Considerable discussion was also given to PIC’s relationship with the UNEP international environmental governance process, a process many feel will strengthen global environmental governance by integrating similar MEAs in the so-called chemicals cluster, notably the Stockholm (persistent organic pollutants) and Basel (hazardous wastes) Conventions. Talk of integrating the MEAs is topical as international environmental governance receives increasing attention in the lead-up to both the WTO Ministerial scheduled for November and the World Summit on Sustainable Development (WSSD) scheduled to take place in Johannesburg, South Africa in September 2002.
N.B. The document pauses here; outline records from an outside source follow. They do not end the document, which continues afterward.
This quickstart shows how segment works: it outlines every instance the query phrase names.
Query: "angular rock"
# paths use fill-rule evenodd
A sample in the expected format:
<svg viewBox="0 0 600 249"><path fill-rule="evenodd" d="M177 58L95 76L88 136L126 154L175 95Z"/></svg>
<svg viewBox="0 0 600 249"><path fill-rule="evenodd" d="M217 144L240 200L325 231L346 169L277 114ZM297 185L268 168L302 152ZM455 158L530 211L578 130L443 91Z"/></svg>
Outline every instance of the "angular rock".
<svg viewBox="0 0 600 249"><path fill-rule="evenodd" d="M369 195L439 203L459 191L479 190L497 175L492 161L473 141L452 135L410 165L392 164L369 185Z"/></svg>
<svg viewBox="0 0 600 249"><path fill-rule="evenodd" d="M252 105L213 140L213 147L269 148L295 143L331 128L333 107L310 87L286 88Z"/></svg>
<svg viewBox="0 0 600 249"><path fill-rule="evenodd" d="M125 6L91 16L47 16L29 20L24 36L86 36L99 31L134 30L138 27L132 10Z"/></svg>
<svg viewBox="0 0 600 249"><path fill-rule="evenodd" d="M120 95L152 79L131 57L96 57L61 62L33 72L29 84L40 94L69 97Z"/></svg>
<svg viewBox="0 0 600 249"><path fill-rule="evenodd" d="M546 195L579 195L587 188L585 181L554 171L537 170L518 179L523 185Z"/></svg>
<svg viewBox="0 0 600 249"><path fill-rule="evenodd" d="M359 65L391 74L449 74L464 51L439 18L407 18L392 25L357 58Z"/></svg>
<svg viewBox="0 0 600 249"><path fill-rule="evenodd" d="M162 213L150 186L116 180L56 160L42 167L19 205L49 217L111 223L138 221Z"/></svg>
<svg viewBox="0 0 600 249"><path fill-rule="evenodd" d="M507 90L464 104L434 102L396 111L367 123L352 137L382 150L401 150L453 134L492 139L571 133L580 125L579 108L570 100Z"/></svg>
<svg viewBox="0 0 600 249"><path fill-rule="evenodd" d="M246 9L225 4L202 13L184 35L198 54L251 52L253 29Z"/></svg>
Thus far, of the 73 countries and regional economic integration organisations that have signed the Rotterdam Convention, 16 have ratified it. The Convention requires 50 ratifications before becoming a legally binding body of law. While it is the ambitious hope of many optimists to have the Rotterdam Convention fully ratified by the WSSD, several observers close to the process are of the view that its full ratification will likely not happen for least another two years.
"Report of the Eighth Session of the INC for an International Legal Binding Instrument for the Application of the Prior Informed Consent Procedure for Certain Hazardous Chemicals and Pesticides in International Trade: 8-12 October 2001," EARTH NEGOTIATIONS BULLETIN, 15 October 2001; ICTSD Internal Files.